W3C home > Mailing lists > Public > public-credentials@w3.org > March 2021

Re: Identity as relational - was: The "self-sovereign" problem (was: The SSI protocols challenge)

From: Steven Rowat <steven_rowat@sunshine.net>
Date: Wed, 24 Mar 2021 08:55:07 -0700
To: Henry Story <henry.story@gmail.com>
Cc: Credentials CG <public-credentials@w3.org>
Message-ID: <2778088b-88b1-54f9-cc7e-736e484bde26@sunshine.net>
On 2021-03-24 1:25 am, Henry Story wrote:
> The point is not that one person ”owns” all ”their” data, but who says what, who is responsible for what they say, and who is entitled to make claims of various sorts. ...[snip...] In SSI this comes to the individual holding his credentials, which will 1) have an individual component (private/public key pair) and 2) a social component with the verifiable claim being a statement by others of some relation of value.

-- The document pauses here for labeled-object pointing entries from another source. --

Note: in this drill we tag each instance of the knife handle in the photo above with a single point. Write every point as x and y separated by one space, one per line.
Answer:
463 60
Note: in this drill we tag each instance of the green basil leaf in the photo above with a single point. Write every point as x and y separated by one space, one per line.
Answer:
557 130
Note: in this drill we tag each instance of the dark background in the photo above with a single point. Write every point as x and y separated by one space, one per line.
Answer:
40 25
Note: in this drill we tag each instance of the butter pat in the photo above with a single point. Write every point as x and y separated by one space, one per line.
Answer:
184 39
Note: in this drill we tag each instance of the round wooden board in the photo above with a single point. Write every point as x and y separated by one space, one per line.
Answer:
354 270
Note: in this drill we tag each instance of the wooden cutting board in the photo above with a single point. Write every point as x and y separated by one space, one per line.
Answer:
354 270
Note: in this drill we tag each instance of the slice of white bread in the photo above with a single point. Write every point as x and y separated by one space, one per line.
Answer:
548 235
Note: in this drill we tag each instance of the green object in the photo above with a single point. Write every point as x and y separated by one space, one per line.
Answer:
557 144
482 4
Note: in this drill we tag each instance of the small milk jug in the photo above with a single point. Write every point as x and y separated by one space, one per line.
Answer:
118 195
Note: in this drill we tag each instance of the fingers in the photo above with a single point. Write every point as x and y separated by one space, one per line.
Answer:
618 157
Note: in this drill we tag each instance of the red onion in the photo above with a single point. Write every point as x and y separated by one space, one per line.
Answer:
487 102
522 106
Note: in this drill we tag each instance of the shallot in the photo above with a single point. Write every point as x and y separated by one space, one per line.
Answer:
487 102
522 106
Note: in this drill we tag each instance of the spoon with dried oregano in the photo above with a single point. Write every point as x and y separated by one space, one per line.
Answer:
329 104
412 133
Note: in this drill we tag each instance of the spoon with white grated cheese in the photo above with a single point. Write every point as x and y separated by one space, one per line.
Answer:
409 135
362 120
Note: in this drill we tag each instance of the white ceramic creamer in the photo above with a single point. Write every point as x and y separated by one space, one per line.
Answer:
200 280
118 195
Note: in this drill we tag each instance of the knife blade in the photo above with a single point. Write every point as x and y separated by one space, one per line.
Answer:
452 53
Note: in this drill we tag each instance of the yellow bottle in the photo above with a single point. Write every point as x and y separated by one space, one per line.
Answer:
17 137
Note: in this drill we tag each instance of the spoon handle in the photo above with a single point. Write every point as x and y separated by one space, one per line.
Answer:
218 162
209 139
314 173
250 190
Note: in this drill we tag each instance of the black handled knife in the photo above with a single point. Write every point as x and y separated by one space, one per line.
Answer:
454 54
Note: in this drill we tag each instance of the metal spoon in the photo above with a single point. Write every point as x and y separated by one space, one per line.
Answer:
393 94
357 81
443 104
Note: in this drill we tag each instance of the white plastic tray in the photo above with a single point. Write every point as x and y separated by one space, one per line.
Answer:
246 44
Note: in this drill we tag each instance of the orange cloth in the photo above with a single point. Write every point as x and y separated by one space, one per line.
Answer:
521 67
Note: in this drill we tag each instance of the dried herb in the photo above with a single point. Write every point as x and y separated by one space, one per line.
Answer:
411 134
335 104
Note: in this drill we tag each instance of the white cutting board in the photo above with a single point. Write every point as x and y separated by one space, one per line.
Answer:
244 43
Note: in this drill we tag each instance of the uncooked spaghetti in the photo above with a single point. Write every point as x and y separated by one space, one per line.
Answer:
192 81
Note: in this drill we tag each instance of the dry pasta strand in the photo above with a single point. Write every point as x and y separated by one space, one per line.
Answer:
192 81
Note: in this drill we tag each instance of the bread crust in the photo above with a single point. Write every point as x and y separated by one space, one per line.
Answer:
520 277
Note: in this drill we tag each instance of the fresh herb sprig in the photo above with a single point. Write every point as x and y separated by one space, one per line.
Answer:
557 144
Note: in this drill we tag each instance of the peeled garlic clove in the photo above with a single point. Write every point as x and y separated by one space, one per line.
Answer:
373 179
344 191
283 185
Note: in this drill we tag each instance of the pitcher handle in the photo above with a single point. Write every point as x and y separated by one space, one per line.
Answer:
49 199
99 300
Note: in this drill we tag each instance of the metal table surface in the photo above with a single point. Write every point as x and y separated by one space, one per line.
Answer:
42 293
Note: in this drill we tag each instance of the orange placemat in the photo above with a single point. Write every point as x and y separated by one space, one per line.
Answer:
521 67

Thank you Henry for that first phrasing.

But I think it might be important that in "2)", you've omitted the fact that a statement BY the "individual holding his credentials" can also be a social component.

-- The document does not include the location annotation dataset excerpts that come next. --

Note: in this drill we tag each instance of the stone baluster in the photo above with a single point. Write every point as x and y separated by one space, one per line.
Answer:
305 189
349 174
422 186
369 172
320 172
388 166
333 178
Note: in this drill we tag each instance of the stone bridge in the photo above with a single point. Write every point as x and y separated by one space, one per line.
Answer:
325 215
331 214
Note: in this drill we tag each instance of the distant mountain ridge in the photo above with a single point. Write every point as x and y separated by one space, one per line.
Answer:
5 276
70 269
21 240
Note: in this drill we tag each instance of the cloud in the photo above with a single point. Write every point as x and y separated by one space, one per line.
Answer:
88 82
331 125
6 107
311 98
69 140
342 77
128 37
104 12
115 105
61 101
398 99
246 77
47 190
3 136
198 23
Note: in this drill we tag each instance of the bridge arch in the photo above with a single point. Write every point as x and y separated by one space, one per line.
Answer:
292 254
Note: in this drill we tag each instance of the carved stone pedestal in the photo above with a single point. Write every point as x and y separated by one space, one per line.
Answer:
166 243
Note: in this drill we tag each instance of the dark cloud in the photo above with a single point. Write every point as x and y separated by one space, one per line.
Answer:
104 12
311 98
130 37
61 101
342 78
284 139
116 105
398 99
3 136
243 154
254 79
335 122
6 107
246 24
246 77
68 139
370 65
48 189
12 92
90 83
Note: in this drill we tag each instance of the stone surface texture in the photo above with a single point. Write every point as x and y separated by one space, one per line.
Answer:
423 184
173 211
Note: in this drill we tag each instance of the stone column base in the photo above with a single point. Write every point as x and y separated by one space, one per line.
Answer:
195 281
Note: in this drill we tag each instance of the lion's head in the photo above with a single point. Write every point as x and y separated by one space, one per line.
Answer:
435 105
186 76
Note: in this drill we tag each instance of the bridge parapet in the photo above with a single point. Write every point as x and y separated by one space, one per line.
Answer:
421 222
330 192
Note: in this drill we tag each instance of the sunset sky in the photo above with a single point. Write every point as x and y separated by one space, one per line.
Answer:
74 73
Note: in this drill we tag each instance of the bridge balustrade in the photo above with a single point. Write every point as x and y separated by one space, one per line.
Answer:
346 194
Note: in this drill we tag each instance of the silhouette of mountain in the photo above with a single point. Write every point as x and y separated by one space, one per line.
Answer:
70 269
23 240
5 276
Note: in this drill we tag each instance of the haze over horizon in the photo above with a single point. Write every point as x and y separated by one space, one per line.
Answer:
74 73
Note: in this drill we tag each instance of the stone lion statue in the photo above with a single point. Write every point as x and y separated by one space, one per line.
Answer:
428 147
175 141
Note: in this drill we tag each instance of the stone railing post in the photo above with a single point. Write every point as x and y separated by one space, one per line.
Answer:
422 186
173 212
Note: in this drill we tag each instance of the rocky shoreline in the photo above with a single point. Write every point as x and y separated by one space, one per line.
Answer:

I mean: if a person produces a digital work (blog, white paper, science study, piece of music, novel), and a verifiable claim that they are the author of the work, isn't this a "social component" just as much as any "statement by others" that they are the author (or are 18 years old, or have health issue X)?

Steven Rowat

> Henry [1] Except for the section on WebIDs that instead of using the WebID diagram from https://www.w3.org/2005/Incubator/webid/spec/identity/ uses a 303 redirect hack that is both less elegant and a lot less efficient. The diagram from the spec would reveal the fundamental connection between both which essentially goes back to Frege’s Sense/Reference distinction.
>> Steven Capell Mob: 0410 437854
>>> On 24 Mar 2021, at 12:55 am, sankarshan <sankarshan@dhiway.com> wrote: We use the terminology of self-sovereign identity for describing a concept of giving individuals or organizations control over their digital identity. The identity resides with the identity subject in question, who is central to its administration. Sovereignty implies that individuals are equal among peers and are not administered by a central authority. This doesn't mean that individuals can suddenly issue themselves a new passport. Instead it means that individuals have control over how their personal data is shared and used. Moreover, individuals can now choose whether they would like to reveal their personal data and also which kind of data they would like to share in the event of a transaction or interaction. Through the use of cryptographic proofs SSI enables verifiability for all involved parties.